2020; Taubner et al.
2019; Volkert et al.
2019), eine hohe klinische Relevanz zu.
Der Fokus der vorliegenden Studie liegt auf der Untersuchung von nichtklinischen Teilnehmenden. Um die genannten klinischen Einsatzmöglichkeiten des EBQ vertiefend diskutieren zu können, sollte der EBQ zukünftig in klinischen Stichproben untersucht werden. Unsere Arbeitsgruppe untersucht aktuell den EBQ in einer klinischen Stichprobe, sodass hieraus möglicherweise eine Bestätigung der psychometrischen Qualität des EBQ in einer klinischen Stichprobe resultieren könnte. Bei der Einordnung der vorliegenden Befunde muss als weitere Limitation die geringe Stichprobengröße genannt werden. Wenngleich eine Stichprobengröße von 100 stellenweise als ausreichend bezeichnet wird (Gorsuch
1983; Kline
1994), so scheint es unumstritten, dass größere Stichproben die Generalisierbarkeit faktorenanalytischer Ergebnisse erhöhen (DeVellis
2012, S. 158). Weiterhin sollten hinsichtlich der Generalisierbarkeit unserer Ergebnisse an der vorliegenden Stichprobe das Ungleichgewicht in der Geschlechterverteilung (92 Frauen, 12 Männer) und der hohe Bildungsgrad (73,1 % Fach‑/Hochschulabsolvent:innen) berücksichtigt werden. Wenngleich Mentalisierung als „Kompetenz der politischen Mitte“ in Forschungsarbeiten beobachtet wurde (Krott und Reininger
2021), so scheint der Überhang von Bündnis 90/Die Grünen-Wähler:innen (politische Orientierung gemäß Sonntagsfrage: 63,5 % Bündnis 90/Die Grünen) in der vorliegenden Studie ein die Generalisierbarkeit ebenfalls einschränkender Faktor zu sein. So muss bedacht werden, dass es beispielsweise Geschlechtsunterschiede in der Emotionsregulierung gibt (Nolen-Hoeksema
2012). Ebenso gilt emotionale Intelligenz als Prädiktor für schulische Leistungen (MacCann et al.

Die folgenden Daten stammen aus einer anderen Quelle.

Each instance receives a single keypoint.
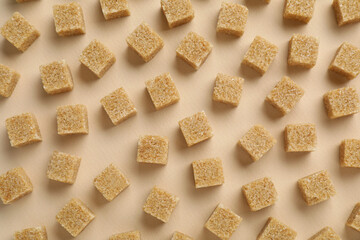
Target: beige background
(107, 143)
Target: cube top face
(14, 184)
(194, 49)
(196, 128)
(316, 187)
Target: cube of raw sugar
(274, 229)
(342, 102)
(223, 222)
(145, 42)
(19, 32)
(303, 50)
(118, 106)
(110, 182)
(260, 193)
(8, 80)
(260, 55)
(177, 12)
(285, 95)
(56, 77)
(228, 89)
(257, 141)
(316, 187)
(346, 61)
(97, 57)
(194, 49)
(14, 184)
(160, 204)
(72, 119)
(232, 19)
(196, 128)
(63, 167)
(69, 19)
(162, 91)
(23, 129)
(300, 137)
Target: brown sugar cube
(260, 55)
(257, 141)
(300, 137)
(177, 12)
(111, 182)
(75, 216)
(63, 167)
(118, 106)
(341, 102)
(274, 229)
(8, 80)
(194, 49)
(196, 128)
(72, 119)
(232, 19)
(162, 91)
(303, 51)
(160, 204)
(223, 222)
(285, 95)
(19, 32)
(97, 57)
(316, 187)
(260, 193)
(145, 42)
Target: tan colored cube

2020). Folglich erscheinen neben weiteren Validierungsstudien mit klinischen Stichproben – wie wir sie aktuell durchführen – auch zusätzliche Validierungsstudien in der deutschen Allgemeinbevölkerung notwendig.

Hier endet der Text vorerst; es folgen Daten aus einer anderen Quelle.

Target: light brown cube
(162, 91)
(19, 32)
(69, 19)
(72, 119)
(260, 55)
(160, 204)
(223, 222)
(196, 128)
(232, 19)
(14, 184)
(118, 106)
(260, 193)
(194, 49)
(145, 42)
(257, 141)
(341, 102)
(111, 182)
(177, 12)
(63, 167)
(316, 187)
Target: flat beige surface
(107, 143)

Im Vergleich zu unserer Vorstudie zeigt sich in den vorliegenden Ergebnissen der aktuellen Stichprobe eine geeignetere sprachliche Passung der Items der Skala Positive-Usefulness (4, 8, 12, 16). Dennoch sollte eine weitere Überarbeitung von Item 16 („Es ist schädlich, positive Gefühle zu empfinden“) in Betracht gezogen werden, da dieses Item sowohl eine geringe Faktorladung (α = 0,26) als auch eine geringe Trennschärfe (< 0,3) aufweist.
Weiterführende Studien sollten zudem die Retest-Reliabilität des deutschsprachigen EBQ untersuchen, da sich das Ausmaß möglicher Veränderungen der wahrgenommenen Kontrollierbarkeit und Nützlichkeit positiver und negativer Emotionen nur in Längsschnittdesigns erfassen lässt.
Zusammenfassend sprechen die Ergebnisse der vorliegenden Studie für gute psychometrische Eigenschaften des deutschsprachigen EBQ. Der EBQ – empirisch in einer deutschsprachigen, nichtklinischen Stichprobe pilothaft getestet und theoretisch begründet – scheint ein geeignetes Instrument zur Erfassung affektiver Mentalisierung in klinischer Praxis und Forschung darzustellen.